Here's a guide on the mechanics of spinning. Keep in mind that spins almost always turn left shoulder back, so the directions are explained accordingly.
What Your Arms Should Do
When you're spinning, each arm has a separate job.
The Left Arm
The left arm's job is to turn you by pushing the water to your right as you spin, moving the left shoulder back.
The placement of your left hand, high or low, depends on the specific goals of the spin you're doing. When you need to maintain height longer, keep it up closer to your right hand and use it to help press up. When you don't have as much height to sustain or want to spin faster, you can keep it lower in front of your chest or face and push yourself around faster.
Your arm should be bent with your hand out in front, anywhere between your chest or just above your head. Keep your hand in as close to your body as you can while still having enough room to scull.
Make your sculls small and fast, and move your arms as little as possible. This will keep the spinning at a consistent speed instead of in big bursts from big pushing sculls.
The right arm sculls over your head to keep you up; your palm should face the bottom and your elbow should be bent the entire time, whether you're doing the in or out-scull.
Once you get to a point where you don't have to fight against sinking as much on the descent, you can use your right hand to assist in the turn by making very small breaststroke-like sculls with your wrist.
Once you reach your floating point, use your right arm to pull you underwater to finish your spin.
When you spin, your body doesn't get to go for a free ride—it has to help too!
Physically Use It
Some coaches claim that your body should actually be able spin (slowly) on its own without the help of your arms. And whether that's true or not, trying to spin imagining that your body can spin without your arms' help will make you a better spinner.
There are a couple of ways to do that, but mostly you have to use your imagination.
- To begin turning, imagine that the right side of your body is folding over onto the left side.
- Picture yourself on a rotisserie, as if you are spinning around a post or “spit (just vertically instead of horizontally).
Your body should help your spin, not slow you down or tip you over.
The straighter your body is, the less drag it will have in the water: Picture the difference between twirling a normal straw vertically in the water versus one of those silly draws (with all the loops sticking out to the sides).
You also have to worry about getting twisted—as you spin, some parts seem to rush ahead while others get left behind.
A quick way to fix that problem is to check your positioning every half or full turn when you're facing a wall. Make sure your eyes, nose, shoulders, hips, and feet are all facing that wall, regardless of where you are in the spin.
If you're having trouble learning to spin, forget about staying high—one of the most difficult elements—and focus instead on technique.

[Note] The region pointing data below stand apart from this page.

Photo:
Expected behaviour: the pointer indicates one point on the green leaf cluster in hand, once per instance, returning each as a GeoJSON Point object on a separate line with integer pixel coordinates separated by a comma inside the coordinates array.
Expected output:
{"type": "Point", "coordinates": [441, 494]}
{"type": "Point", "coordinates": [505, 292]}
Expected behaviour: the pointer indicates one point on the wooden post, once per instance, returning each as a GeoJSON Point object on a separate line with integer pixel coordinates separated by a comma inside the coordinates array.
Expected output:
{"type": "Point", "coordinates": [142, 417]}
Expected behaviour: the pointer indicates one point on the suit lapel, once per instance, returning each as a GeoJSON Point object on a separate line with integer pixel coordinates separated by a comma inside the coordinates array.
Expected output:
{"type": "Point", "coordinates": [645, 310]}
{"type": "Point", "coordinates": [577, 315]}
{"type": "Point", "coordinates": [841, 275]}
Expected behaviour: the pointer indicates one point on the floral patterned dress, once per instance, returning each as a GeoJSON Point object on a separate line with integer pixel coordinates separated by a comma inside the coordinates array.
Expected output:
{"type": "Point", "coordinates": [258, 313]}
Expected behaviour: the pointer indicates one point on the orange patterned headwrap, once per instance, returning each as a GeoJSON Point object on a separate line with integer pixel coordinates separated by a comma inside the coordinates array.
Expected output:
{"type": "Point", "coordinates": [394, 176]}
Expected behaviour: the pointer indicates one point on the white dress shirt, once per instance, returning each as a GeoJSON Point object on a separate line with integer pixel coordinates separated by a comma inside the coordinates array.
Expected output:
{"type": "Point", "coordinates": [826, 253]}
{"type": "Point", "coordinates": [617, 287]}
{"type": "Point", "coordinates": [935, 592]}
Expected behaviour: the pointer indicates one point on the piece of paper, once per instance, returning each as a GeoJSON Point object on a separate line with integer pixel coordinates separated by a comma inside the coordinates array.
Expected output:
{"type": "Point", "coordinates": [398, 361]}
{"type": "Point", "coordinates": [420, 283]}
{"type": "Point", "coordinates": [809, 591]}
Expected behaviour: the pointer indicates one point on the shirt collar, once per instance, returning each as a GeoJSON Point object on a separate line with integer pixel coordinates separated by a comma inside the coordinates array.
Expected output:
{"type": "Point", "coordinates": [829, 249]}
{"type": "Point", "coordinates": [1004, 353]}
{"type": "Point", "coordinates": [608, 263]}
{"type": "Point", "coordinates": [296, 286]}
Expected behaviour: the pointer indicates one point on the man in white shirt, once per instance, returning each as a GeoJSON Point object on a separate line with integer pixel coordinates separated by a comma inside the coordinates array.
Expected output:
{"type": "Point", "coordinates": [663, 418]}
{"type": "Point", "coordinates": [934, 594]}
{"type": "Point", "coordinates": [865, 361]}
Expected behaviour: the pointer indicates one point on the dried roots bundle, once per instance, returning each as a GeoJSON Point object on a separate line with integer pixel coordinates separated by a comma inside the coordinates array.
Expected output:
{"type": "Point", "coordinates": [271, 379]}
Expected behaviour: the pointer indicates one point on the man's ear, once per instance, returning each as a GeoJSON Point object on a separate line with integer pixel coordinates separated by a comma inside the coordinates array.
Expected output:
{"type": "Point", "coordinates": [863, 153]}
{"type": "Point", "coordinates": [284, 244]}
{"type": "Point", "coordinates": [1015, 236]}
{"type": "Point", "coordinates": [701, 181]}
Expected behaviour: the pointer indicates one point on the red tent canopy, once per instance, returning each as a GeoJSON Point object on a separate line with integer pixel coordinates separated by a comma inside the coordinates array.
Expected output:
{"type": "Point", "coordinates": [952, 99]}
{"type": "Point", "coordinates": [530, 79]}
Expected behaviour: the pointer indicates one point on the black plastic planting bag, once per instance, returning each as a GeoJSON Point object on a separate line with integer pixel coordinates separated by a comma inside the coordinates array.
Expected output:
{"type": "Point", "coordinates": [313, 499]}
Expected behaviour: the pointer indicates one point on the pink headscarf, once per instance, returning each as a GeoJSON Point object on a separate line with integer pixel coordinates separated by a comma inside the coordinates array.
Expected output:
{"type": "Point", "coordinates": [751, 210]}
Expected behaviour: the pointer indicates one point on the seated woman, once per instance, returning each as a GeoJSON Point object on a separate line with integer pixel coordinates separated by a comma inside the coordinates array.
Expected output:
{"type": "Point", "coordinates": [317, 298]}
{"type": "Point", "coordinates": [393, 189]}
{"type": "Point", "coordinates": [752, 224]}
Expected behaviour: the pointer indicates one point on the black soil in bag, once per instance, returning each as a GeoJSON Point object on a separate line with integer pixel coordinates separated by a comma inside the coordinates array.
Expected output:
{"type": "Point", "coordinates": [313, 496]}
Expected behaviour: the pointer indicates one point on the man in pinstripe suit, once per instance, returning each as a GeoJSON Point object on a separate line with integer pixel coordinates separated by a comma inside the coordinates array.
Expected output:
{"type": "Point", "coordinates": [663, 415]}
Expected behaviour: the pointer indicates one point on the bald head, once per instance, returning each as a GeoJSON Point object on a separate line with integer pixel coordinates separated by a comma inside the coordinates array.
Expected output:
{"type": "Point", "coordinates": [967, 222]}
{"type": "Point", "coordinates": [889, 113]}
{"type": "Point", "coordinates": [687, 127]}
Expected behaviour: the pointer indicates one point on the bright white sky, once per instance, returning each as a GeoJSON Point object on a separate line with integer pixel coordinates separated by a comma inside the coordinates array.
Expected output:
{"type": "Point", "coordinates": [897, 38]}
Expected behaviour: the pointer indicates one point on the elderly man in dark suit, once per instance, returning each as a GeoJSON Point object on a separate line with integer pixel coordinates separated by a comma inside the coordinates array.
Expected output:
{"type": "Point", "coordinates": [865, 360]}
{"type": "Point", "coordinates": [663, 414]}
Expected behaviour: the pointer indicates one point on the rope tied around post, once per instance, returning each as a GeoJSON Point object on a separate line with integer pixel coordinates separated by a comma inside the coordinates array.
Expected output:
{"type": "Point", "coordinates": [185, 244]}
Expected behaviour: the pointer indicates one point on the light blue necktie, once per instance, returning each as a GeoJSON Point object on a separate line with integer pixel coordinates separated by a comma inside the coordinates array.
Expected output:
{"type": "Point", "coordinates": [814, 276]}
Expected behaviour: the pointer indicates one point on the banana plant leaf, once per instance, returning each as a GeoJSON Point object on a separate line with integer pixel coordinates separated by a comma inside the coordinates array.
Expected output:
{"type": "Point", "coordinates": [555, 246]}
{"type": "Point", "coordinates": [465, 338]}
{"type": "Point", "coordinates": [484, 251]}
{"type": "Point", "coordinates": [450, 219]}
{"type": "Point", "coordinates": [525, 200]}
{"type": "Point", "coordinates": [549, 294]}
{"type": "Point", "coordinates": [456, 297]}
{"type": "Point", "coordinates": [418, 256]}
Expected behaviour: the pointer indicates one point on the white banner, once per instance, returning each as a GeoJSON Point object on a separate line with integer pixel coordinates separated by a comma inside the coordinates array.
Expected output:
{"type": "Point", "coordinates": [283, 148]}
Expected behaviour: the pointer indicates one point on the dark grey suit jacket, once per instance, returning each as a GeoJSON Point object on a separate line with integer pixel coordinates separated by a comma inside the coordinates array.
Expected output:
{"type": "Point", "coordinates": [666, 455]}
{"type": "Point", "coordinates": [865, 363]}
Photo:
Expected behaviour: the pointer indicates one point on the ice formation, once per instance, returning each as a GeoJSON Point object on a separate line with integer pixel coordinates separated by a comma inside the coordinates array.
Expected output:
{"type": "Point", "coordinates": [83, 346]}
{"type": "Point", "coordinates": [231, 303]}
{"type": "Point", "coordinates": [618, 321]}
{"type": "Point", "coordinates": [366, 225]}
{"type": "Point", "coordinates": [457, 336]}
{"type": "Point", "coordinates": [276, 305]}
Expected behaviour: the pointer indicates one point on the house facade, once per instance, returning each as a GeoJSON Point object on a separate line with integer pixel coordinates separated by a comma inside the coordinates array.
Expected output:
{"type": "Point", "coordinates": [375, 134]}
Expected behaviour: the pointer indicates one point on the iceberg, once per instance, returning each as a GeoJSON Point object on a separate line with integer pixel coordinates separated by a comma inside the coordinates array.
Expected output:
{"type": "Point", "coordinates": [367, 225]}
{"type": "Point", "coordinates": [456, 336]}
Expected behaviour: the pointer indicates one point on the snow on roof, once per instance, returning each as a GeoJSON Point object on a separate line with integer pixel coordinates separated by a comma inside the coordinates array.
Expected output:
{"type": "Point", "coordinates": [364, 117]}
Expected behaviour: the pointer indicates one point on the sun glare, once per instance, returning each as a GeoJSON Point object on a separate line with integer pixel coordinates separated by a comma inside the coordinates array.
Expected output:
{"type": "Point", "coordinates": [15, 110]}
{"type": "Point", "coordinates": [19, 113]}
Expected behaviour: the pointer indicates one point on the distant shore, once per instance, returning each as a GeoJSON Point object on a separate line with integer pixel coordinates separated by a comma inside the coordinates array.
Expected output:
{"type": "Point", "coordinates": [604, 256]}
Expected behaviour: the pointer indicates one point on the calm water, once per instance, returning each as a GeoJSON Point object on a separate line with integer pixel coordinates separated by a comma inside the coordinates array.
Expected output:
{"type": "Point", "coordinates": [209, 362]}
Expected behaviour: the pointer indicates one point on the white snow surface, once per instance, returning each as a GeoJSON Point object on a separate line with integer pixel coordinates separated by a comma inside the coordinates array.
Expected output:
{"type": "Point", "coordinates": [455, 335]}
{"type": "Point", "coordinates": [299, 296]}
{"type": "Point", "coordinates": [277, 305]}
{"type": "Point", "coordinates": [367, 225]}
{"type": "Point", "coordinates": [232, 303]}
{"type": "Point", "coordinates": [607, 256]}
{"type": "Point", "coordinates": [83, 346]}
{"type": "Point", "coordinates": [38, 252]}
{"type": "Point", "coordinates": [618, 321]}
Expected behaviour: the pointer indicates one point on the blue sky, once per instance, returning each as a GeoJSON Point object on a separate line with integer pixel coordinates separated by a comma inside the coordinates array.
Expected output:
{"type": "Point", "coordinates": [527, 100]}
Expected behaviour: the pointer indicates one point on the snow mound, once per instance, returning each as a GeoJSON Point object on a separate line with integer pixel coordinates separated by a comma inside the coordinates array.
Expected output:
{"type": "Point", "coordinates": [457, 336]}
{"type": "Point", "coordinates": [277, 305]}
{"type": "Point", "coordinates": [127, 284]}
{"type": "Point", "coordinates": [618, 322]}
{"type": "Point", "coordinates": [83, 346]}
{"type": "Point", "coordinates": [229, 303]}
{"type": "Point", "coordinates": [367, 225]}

Hang upside-down in your vertical position at your floating level so you can concentrate on your alignment and sculling.
Faster Is Better
The faster you are able to spin without tipping over, the better. First, because it just looks better and second, because, like riding a bicycle, it's easier to stay up and keep from wobbling when you get up some speed.
Put Your Own Spin on It
Knowing how to spin is useful in figures and technical routines, but will also open up a world of creative options for future choreography sessions. Moving beyond the straight forward vertical spin is fun and a nice reward for having mastered the basics.